The private key file (privkey.pem) must stay on the server with permissions 600. Anyone with the private key can impersonate your site. Never commit keys to Git or paste them in support tickets.
Reading a certificate
A typical Let’s Encrypt certificate for Workshop Co. includes:
| Field | Example | Why it matters |
|---|---|---|
| Subject CN | workshopco.ca | Legacy display name; SANs are authoritative now |
| SANs | workshopco.ca, www.workshopco.ca | Every hostname the cert covers |
| Issuer | Let’s Encrypt R3 | Who signed the cert |
| Valid from / to | 90-day window | Renew before expiry |
Worked example — SAN mismatch
Workshop Co. obtains a cert covering only www.workshopco.ca. A visitor goes to https://workshopco.ca (apex). The browser shows certificate name mismatch because the apex is not in the SAN list.
Fix: Re-issue with both names, or redirect apex to www after obtaining a cert that includes both.
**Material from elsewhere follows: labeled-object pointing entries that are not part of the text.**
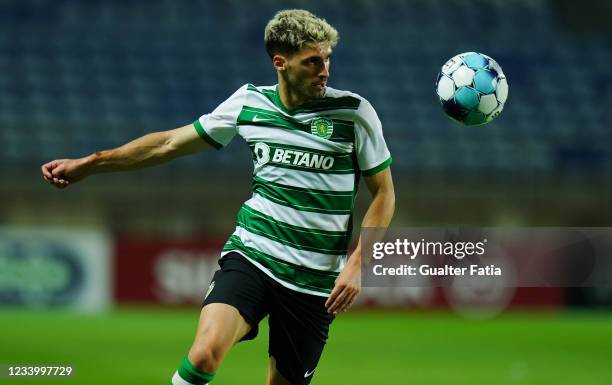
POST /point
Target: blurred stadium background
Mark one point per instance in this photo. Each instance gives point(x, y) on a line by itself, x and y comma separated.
point(107, 274)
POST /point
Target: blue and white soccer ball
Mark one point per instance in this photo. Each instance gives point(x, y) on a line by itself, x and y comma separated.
point(472, 88)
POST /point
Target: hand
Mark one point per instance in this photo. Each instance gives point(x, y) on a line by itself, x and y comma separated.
point(61, 172)
point(348, 286)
Let’s Encrypt allows multiple SANs in one certificate.
A wildcard *.workshopco.ca covers any single label (staging, api) but not the apex. For Workshop Co., a cert with explicit SANs for apex + www + staging is often simpler than wildcards.
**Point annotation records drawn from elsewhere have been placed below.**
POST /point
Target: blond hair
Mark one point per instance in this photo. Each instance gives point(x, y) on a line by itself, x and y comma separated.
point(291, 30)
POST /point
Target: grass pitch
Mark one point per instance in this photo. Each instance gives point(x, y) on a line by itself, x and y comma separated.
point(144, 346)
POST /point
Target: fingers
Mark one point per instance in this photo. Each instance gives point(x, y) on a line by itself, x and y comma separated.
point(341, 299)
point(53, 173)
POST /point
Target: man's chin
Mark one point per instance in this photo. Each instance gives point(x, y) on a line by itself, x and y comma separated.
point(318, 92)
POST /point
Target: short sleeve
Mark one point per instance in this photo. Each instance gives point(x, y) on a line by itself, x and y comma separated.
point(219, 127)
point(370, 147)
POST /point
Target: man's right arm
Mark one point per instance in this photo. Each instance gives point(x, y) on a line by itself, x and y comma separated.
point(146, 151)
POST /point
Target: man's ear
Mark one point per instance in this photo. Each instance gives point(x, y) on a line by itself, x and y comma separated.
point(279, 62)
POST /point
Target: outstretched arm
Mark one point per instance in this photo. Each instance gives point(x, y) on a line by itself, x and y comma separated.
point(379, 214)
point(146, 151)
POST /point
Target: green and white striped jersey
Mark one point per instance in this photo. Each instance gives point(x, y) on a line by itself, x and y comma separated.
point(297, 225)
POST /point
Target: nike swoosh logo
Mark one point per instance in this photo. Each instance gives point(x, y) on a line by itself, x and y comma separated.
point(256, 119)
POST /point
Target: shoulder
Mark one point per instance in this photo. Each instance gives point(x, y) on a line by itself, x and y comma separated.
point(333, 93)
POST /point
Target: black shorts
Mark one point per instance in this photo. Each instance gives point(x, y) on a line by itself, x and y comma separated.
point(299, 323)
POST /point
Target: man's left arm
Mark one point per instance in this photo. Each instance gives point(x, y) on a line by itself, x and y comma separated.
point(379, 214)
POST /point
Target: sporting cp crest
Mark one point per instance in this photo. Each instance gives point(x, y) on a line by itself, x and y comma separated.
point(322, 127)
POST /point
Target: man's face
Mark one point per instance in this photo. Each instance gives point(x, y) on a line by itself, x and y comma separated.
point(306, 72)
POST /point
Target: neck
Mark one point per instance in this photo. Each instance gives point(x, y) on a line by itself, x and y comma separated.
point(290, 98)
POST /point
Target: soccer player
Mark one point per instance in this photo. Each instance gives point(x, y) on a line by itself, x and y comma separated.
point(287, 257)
Try it yourself — plan SANs
Workshop Co. needs HTTPS on production (www and apex) and staging (staging.workshopco.ca). List the SANs for one certificate vs two separate certificates.
Answer
One cert: workshopco.ca, www.workshopco.ca, staging.workshopco.ca
Two certs: (1) prod: apex + www; (2) staging only. Separate certs isolate staging renewals and reduce blast radius if staging config breaks ACME validation.
Spot the mistake
An admin copies only fullchain.pem and privkey.pem to Nginx but users report chain errors on Android devices. What is likely missing?
Answer
fullchain.pem should include leaf + intermediates. If they used cert.pem (leaf only) instead of fullchain.pem, some clients cannot build the chain. Always point Nginx ssl_certificate at the full chain file.
Quick quiz
- What does SAN stand for and why is it used instead of CN alone?
- Where must the private key live?
- Does a wildcard cert cover the apex domain?
Answers
- Subject Alternative Name — lists all hostnames the cert is valid for; modern browsers require SAN match.
- On the web server only, readable by the TLS process, never published.
- No —
*.workshopco.cadoes not matchworkshopco.ca.